I never used to be a shy kid. My parents told me that I was interacting with strangers with no fear.
I remember my kindergarten times as wild, colorful and with no boundaries. A place where creativity and individuality were welcome and supported.
School changed everything. I somehow must have gotten a sense of what visiting school is about because my parents told me that I never wanted to go there. I wasn’t excited about it like other kids were. That was the time when I started to become quieter. A teacher once called me a ‘daydreamer’ because I was looking out of the window a lot.I got criticized at school for not being good at all the important subjects. And being good at Art, Music and Sports only brought me some tired smiles. I am a sensitive person and as a Kid, I got it all wrong and thought I’m not good enough as a person. Puberty made it even worse because when I found out that my desire for other boys was called homosexuality and doesn’t fit the average picture society is expecting it only fed my worries and anxiety. When my classmates found out that I was gay I got bullied but I tried to stay strong and wrote love letters to boys I liked and opened my heart. Unfortunately I never became a positive reaction.
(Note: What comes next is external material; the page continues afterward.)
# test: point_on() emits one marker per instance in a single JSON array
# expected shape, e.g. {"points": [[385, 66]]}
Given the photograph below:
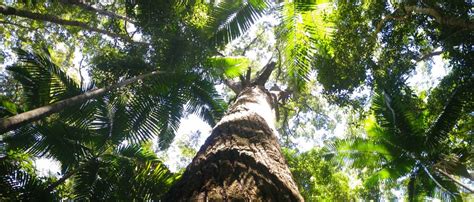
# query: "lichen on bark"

Later on at university, I was still unsure about my Identity and drowned my loneliness and sorrows in alcohol, drugs, and cigarettes. Until I had a big Accident that almost made me lose my Life. That was the point when I started to realize that I needed to change something fundamentally. Thanks to some good friends I found some professional help that showed me that I need to focus on my no.1 topic in my life, my identity, and with that, of course, my sexual identity which is my homosexuality. Which I found out was one of the best things in my life. I believe that as a homosexual we need to go the extra mile to accept who we are. We are a minority. We live in a heterosexual world. If we want to live in a world that fits OUR reality we need to make it!
I’m still shy if I meet strangers but as soon as there is a certain trust I finally can open up and show a bit more of who I really am again. And that feels amazing. The shyness will probably stay but the threshold becomes smaller step by step. Also focusing on my art and expressing myself through it helps me cope with my issues, win back trust in myself and become proud of who I am again, a loveable person.